Keine Außenstehenden erwünscht – Auszählungen nur durch Stadtpersonal
Erlangen, Forchheim und an vielen anderen Orten – In den meisten Städten hatten freiwillige Wahlhelfer keine Chance. Da eine Wahlbeobachtung durch die Maßnahmen zur Bekämpfung der Corona-Pandemie unmöglich geworden war, wäre der Einsatz als Wahlhelfer eine Lösung gewesen (wir empfehlen das seit Jahren). Doch dem schoben einige Kommunen einen Riegel vor und machten die Wahl für die Bürger komplett intransparent.
Bürger wollen wählen, können aber nicht
Bad Brückenau – Viele fristgerecht abgesendete Wahlunterlagen sind zwischen dem Briefzentrum Würzburg und Bad Brückenau abhandengekommen. So konnten rund 200 Wahlberechtigte der etwa 6.000 Einwohner aus mehreren Straßenzügen effektiv nicht wählen. Die Stadt hat nun Strafanzeige gestellt. Wie zahlreiche Beispiele zeigen, ist das Sammeln und Fälschen von Briefwahlunterlagen ein weit verbreitetes Phänomen.

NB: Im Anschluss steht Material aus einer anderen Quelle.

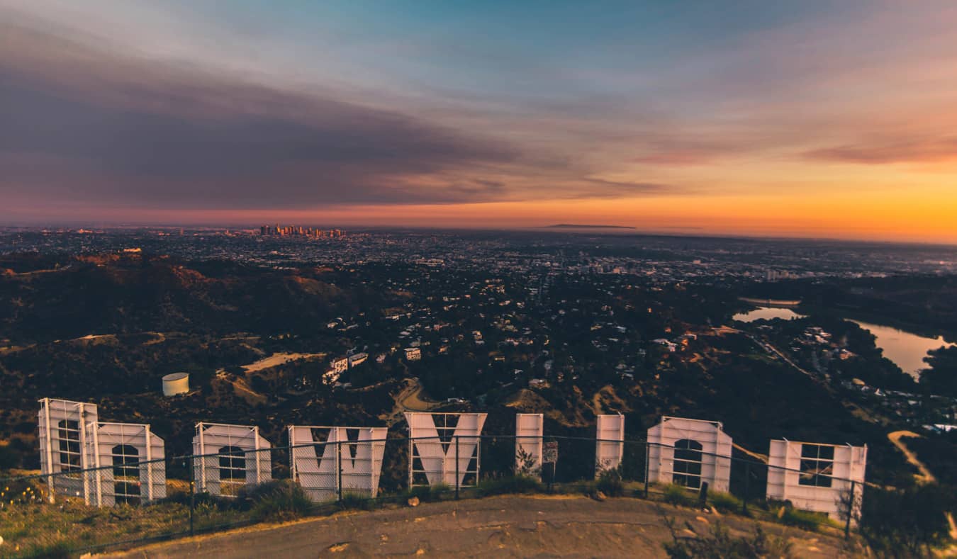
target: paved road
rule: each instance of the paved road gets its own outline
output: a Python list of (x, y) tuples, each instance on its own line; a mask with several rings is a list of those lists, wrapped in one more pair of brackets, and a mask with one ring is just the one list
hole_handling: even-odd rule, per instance
[[(718, 519), (662, 506), (669, 515), (696, 528), (706, 528), (716, 520), (735, 531), (753, 527), (753, 523), (744, 519)], [(843, 542), (838, 538), (778, 525), (765, 527), (769, 533), (793, 538), (797, 557), (841, 556)], [(661, 543), (669, 540), (656, 505), (646, 501), (598, 503), (584, 497), (508, 496), (343, 513), (152, 546), (111, 557), (664, 557)]]

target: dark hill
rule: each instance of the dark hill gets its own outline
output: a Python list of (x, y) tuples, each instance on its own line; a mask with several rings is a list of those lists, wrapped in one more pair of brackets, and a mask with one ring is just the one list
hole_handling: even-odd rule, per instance
[[(5, 263), (14, 272), (36, 264), (9, 257)], [(0, 275), (0, 339), (34, 343), (153, 330), (308, 330), (353, 308), (356, 301), (354, 290), (321, 276), (314, 269), (192, 266), (139, 255), (74, 258), (56, 270)]]

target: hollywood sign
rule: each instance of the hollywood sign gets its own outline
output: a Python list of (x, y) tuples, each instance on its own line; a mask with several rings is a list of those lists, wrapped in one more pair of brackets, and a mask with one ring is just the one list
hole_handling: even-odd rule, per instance
[[(407, 413), (409, 486), (478, 483), (485, 414)], [(95, 404), (44, 398), (38, 414), (40, 464), (54, 495), (88, 504), (142, 503), (166, 497), (163, 439), (148, 425), (100, 422)], [(386, 449), (385, 427), (290, 426), (290, 477), (314, 502), (344, 493), (374, 498)], [(540, 476), (541, 414), (518, 414), (515, 471)], [(730, 487), (732, 439), (718, 421), (663, 416), (647, 432), (647, 481), (697, 490)], [(595, 476), (624, 459), (625, 417), (598, 415)], [(198, 423), (192, 474), (199, 491), (234, 497), (273, 479), (271, 444), (257, 427)], [(860, 507), (867, 447), (772, 440), (767, 497), (829, 515), (843, 514), (847, 493)], [(55, 475), (56, 474), (56, 475)]]

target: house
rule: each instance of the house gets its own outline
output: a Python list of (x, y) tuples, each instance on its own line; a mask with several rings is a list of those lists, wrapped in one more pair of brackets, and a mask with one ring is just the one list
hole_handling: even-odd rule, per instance
[(344, 372), (349, 368), (349, 359), (347, 357), (337, 357), (329, 362), (329, 367), (336, 372)]

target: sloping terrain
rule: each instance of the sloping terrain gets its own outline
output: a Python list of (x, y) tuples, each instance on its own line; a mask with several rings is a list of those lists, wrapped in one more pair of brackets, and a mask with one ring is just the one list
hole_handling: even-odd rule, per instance
[[(721, 522), (741, 535), (754, 523), (662, 505), (660, 510), (706, 532)], [(791, 542), (797, 557), (850, 557), (838, 538), (763, 524)], [(687, 535), (685, 533), (684, 535)], [(666, 557), (671, 541), (656, 504), (636, 499), (598, 503), (584, 497), (493, 497), (343, 513), (161, 544), (111, 558), (426, 555), (432, 557)]]
[[(715, 522), (741, 535), (754, 523), (662, 505), (660, 511), (706, 532)], [(797, 557), (852, 556), (838, 538), (763, 524), (791, 542)], [(687, 535), (685, 533), (684, 535)], [(342, 513), (161, 544), (111, 558), (426, 555), (431, 557), (666, 557), (671, 541), (658, 508), (647, 501), (585, 497), (493, 497)]]

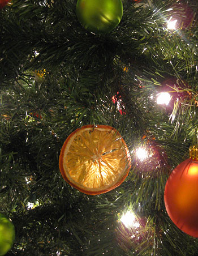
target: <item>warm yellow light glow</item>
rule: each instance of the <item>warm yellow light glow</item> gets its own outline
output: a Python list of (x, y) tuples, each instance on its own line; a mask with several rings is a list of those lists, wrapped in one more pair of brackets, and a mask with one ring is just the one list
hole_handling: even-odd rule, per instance
[(140, 227), (140, 223), (137, 221), (134, 214), (130, 211), (122, 215), (120, 220), (127, 228), (139, 228)]
[(141, 161), (148, 157), (148, 151), (144, 148), (139, 148), (136, 151), (136, 154), (137, 157)]
[(178, 20), (170, 20), (167, 23), (167, 28), (168, 29), (176, 29), (176, 23)]
[(171, 96), (168, 92), (161, 92), (158, 95), (157, 98), (157, 103), (158, 104), (169, 104), (171, 99)]
[(198, 167), (197, 165), (195, 165), (192, 164), (191, 166), (190, 167), (190, 168), (188, 170), (188, 174), (190, 176), (197, 176), (198, 175)]

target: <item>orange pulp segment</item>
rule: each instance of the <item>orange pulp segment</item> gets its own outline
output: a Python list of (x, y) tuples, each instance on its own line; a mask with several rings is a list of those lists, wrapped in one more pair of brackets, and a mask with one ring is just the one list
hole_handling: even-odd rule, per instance
[(117, 130), (89, 125), (67, 137), (59, 165), (63, 178), (72, 186), (96, 195), (119, 186), (128, 174), (131, 160), (127, 146)]

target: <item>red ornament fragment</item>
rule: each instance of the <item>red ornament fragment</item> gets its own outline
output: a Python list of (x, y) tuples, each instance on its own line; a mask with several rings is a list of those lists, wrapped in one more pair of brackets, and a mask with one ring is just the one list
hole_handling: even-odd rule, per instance
[(0, 9), (3, 8), (8, 2), (10, 2), (10, 1), (11, 0), (0, 0)]
[(166, 182), (164, 200), (173, 222), (198, 237), (198, 159), (187, 159), (173, 170)]

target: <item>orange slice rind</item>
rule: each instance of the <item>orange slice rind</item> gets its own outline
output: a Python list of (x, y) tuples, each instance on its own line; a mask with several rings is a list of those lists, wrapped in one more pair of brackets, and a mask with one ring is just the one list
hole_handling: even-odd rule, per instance
[(61, 149), (59, 166), (63, 178), (85, 194), (96, 195), (119, 186), (131, 160), (119, 132), (105, 125), (85, 125), (73, 131)]

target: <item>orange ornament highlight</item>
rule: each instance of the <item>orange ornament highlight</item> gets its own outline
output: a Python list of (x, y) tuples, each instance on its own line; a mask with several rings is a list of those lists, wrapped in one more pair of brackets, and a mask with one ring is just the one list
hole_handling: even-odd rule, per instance
[(106, 125), (85, 125), (73, 131), (61, 149), (59, 166), (63, 178), (85, 194), (97, 195), (119, 186), (131, 160), (119, 133)]
[(173, 170), (166, 182), (164, 200), (166, 211), (173, 222), (184, 232), (198, 237), (196, 158), (187, 159)]

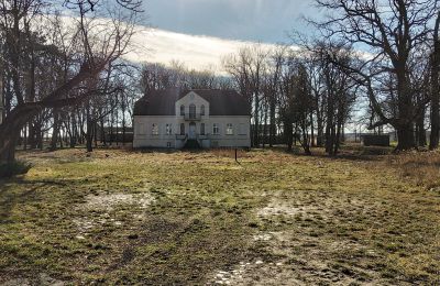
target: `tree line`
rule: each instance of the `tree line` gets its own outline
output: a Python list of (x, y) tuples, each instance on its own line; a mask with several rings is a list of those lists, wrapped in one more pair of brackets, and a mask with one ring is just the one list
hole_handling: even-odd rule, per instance
[[(105, 128), (125, 134), (135, 100), (169, 87), (239, 90), (252, 113), (252, 146), (299, 144), (306, 154), (322, 146), (336, 155), (361, 118), (375, 132), (395, 130), (396, 150), (437, 148), (438, 2), (316, 3), (328, 15), (307, 20), (314, 36), (297, 33), (271, 50), (242, 47), (223, 58), (219, 75), (179, 62), (122, 61), (141, 1), (1, 0), (0, 161), (12, 161), (19, 143), (42, 148), (44, 135), (52, 150), (108, 144)], [(76, 16), (66, 20), (58, 11), (66, 9)]]

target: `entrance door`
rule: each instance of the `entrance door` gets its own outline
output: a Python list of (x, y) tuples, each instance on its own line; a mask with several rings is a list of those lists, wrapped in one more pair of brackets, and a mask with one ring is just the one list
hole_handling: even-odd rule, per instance
[(196, 123), (191, 122), (189, 123), (189, 139), (196, 139)]

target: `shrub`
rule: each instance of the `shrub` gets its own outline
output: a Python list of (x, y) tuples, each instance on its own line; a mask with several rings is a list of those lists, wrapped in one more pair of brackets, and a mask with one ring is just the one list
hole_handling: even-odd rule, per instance
[(31, 167), (31, 164), (22, 161), (0, 163), (0, 178), (9, 178), (15, 175), (26, 174)]

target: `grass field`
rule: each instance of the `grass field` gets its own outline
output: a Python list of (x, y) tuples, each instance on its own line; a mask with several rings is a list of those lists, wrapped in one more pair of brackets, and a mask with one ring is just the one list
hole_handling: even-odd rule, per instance
[(440, 155), (361, 153), (20, 153), (0, 285), (439, 285)]

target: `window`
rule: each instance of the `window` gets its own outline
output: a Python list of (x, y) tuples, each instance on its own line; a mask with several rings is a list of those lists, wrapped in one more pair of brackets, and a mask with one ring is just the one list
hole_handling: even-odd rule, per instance
[(138, 125), (138, 135), (145, 135), (145, 124), (140, 123)]
[(172, 124), (166, 124), (165, 133), (167, 135), (170, 135), (173, 133), (173, 128)]
[(240, 123), (240, 127), (239, 127), (239, 134), (240, 134), (240, 135), (245, 135), (245, 134), (246, 134), (246, 129), (245, 129), (244, 123)]
[(153, 123), (152, 134), (153, 135), (158, 135), (158, 125), (156, 123)]
[(205, 135), (205, 123), (200, 123), (200, 135)]
[(227, 124), (227, 135), (233, 135), (232, 123)]
[(220, 134), (220, 129), (218, 123), (212, 124), (212, 134), (218, 135)]
[(196, 118), (196, 106), (190, 105), (189, 106), (189, 119), (195, 119)]
[(185, 123), (180, 123), (180, 135), (185, 135)]

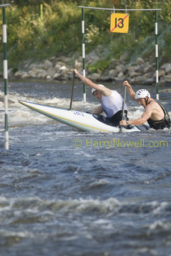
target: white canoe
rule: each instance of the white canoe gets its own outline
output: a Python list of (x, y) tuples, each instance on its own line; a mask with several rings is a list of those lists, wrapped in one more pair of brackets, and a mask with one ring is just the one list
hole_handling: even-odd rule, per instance
[[(28, 101), (19, 101), (19, 102), (36, 112), (82, 131), (113, 133), (120, 131), (119, 127), (112, 126), (109, 118), (102, 115), (95, 115)], [(135, 126), (131, 126), (130, 129), (123, 129), (123, 131), (126, 132), (141, 130), (147, 130), (147, 129)]]

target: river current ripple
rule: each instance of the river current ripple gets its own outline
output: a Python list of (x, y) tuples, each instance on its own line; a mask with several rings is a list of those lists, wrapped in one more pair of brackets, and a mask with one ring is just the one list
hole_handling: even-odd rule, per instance
[[(124, 95), (121, 85), (106, 85)], [(68, 108), (71, 86), (9, 82), (8, 151), (0, 102), (1, 255), (170, 255), (170, 129), (82, 132), (18, 102)], [(167, 88), (160, 97), (171, 115)], [(83, 106), (82, 90), (76, 81), (73, 108), (91, 111), (98, 103), (87, 88)], [(141, 115), (126, 102), (130, 118)]]

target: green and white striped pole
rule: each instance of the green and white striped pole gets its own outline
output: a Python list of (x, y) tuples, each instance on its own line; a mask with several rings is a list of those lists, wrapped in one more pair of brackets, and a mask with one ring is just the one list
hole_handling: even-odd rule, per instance
[[(85, 37), (84, 37), (84, 12), (82, 8), (82, 75), (85, 77)], [(83, 84), (83, 102), (85, 105), (86, 102), (86, 86)]]
[(3, 7), (2, 38), (3, 45), (3, 79), (4, 79), (4, 104), (5, 104), (5, 149), (9, 149), (9, 127), (8, 127), (8, 64), (7, 59), (7, 29), (6, 24), (5, 7)]
[(158, 29), (157, 29), (157, 11), (155, 11), (155, 36), (156, 36), (156, 100), (159, 100), (159, 60), (158, 60)]

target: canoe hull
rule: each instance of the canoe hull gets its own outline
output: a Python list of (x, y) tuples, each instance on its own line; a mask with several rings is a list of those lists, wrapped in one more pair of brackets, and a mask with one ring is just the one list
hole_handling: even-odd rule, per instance
[[(114, 133), (120, 131), (119, 127), (107, 125), (99, 121), (97, 115), (93, 115), (91, 113), (28, 101), (19, 101), (19, 102), (43, 115), (82, 131)], [(131, 129), (123, 130), (127, 132), (141, 131), (136, 126), (134, 126)]]

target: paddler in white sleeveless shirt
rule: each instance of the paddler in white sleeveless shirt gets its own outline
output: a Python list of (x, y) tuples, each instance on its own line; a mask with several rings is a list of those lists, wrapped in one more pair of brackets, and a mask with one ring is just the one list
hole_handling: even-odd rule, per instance
[[(84, 84), (91, 87), (92, 94), (101, 101), (101, 105), (94, 110), (93, 114), (99, 114), (105, 112), (114, 126), (119, 126), (119, 122), (122, 119), (123, 106), (123, 99), (121, 95), (117, 91), (110, 90), (103, 85), (94, 84), (80, 74), (77, 69), (74, 69), (73, 72)], [(128, 119), (127, 109), (126, 105), (124, 118), (126, 120)]]

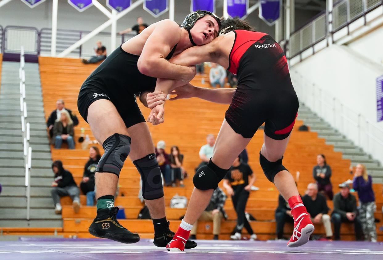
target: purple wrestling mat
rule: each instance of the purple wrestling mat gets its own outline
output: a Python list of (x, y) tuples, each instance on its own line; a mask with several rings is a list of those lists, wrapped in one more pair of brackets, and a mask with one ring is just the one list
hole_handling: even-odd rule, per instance
[(185, 252), (170, 252), (149, 239), (125, 244), (101, 239), (38, 239), (0, 242), (0, 259), (383, 259), (383, 243), (310, 241), (289, 248), (284, 241), (197, 240), (198, 245)]

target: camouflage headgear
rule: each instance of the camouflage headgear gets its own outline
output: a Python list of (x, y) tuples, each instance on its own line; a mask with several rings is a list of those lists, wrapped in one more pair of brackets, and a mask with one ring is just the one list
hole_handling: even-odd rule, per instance
[(205, 15), (210, 15), (214, 18), (218, 23), (218, 31), (221, 30), (221, 19), (214, 14), (208, 11), (202, 11), (201, 10), (198, 10), (195, 12), (188, 15), (185, 20), (182, 22), (181, 24), (181, 27), (185, 28), (189, 33), (189, 38), (190, 39), (192, 44), (195, 46), (196, 44), (194, 43), (192, 37), (192, 34), (190, 34), (190, 30), (193, 28), (197, 20), (202, 18)]

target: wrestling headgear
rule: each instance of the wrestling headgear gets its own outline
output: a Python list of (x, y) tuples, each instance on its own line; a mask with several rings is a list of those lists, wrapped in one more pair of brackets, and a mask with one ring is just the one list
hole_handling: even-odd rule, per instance
[(190, 42), (192, 42), (192, 44), (193, 44), (193, 46), (195, 46), (196, 44), (194, 43), (194, 41), (193, 40), (193, 38), (192, 37), (192, 34), (190, 33), (190, 30), (194, 26), (194, 24), (195, 24), (197, 20), (202, 18), (205, 15), (211, 15), (214, 17), (214, 19), (216, 20), (218, 23), (218, 31), (219, 31), (219, 30), (221, 30), (221, 19), (218, 16), (211, 12), (209, 12), (208, 11), (198, 10), (195, 12), (188, 15), (185, 18), (185, 20), (183, 20), (182, 23), (181, 24), (181, 27), (185, 28), (188, 31), (188, 32), (189, 33), (189, 39), (190, 39)]

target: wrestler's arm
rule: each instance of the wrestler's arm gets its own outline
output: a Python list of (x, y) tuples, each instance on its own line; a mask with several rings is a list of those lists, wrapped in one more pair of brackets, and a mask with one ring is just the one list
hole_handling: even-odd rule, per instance
[(137, 62), (140, 72), (153, 78), (179, 79), (185, 81), (194, 77), (194, 67), (180, 66), (170, 62), (165, 58), (181, 37), (181, 29), (170, 20), (157, 23), (148, 37)]
[(211, 102), (223, 104), (231, 103), (235, 89), (219, 88), (211, 89), (206, 88), (195, 87), (190, 83), (177, 88), (171, 94), (177, 95), (177, 96), (169, 100), (177, 100), (181, 98), (198, 98)]

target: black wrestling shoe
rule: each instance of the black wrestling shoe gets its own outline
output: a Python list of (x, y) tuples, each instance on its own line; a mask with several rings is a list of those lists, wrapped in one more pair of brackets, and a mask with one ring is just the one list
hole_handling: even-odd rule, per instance
[(118, 242), (131, 244), (140, 240), (138, 234), (132, 233), (121, 226), (116, 218), (118, 208), (115, 207), (97, 211), (97, 216), (88, 229), (91, 234), (97, 237), (107, 238)]
[[(174, 232), (169, 229), (169, 221), (168, 221), (167, 224), (167, 226), (164, 227), (164, 230), (161, 232), (154, 233), (154, 240), (153, 243), (155, 246), (165, 247), (174, 237)], [(187, 249), (194, 248), (196, 246), (197, 243), (191, 240), (188, 240), (185, 244), (185, 249)]]

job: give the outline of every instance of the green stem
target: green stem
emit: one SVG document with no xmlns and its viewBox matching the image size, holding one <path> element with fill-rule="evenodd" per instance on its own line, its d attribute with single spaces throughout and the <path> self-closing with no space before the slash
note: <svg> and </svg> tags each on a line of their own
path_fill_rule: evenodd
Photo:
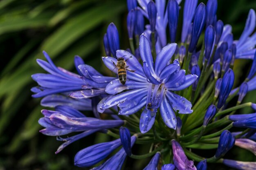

Bayern schafft schnell neue Rechtsgrundlage
Im Eiltempo hat Bayern das Wahlgesetz angepasst. Am letzten Dienstag in den Ausschüssen besprochen und am Mittwoch bereits durch den Landtag gewunken, soll die Änderung dafür sorgen, dass die Wahlen trotz ihres intransparenten Ablaufs nicht angefochten werden. Dass grundlegende demokratische Grundrechte beschränkt wurden, scheint nur wenige zu stören.
Nun stellt sich die Frage, warum die vielen Fehler im aktuellen Wahlrecht nicht ebenfalls so schnell behoben werden. Zudem zeigt sich, wie schnell unsere Wahlregelungen geändert werden können, wenn sich alle einig sind – auch zu Lasten der Bürgerbeteiligung und Transparenz.
Ausnahmezustand als Wegbereiter für Abbau der Bürgerrechte
Die derzeitigen Diskussionen über die permanenten Beschränkungen unserer Bürgerrechte, zweifelhafte Tracking-Apps und andere Überlegungen der politische Klasse zeigen, wohin die Reise geht. Deswegen ist es so wichtig, bereits jetzt auf Fehler hinzuweisen und offen zu widersprechen. Der Ausnahmezustand darf nicht zum Totengräber der Demokratie werden.
Erschreckend ist, wie schnell alle Einschnitte und Änderungen akzeptiert werden. Die Wahlgänge gestern sind ein gutes Beispiel dafür. Umso wichtiger sind Bürger, die hinsehen und nicht blind auf überforderte Politiker vertrauen. Ihr Engagement ist mehr denn je gefragt.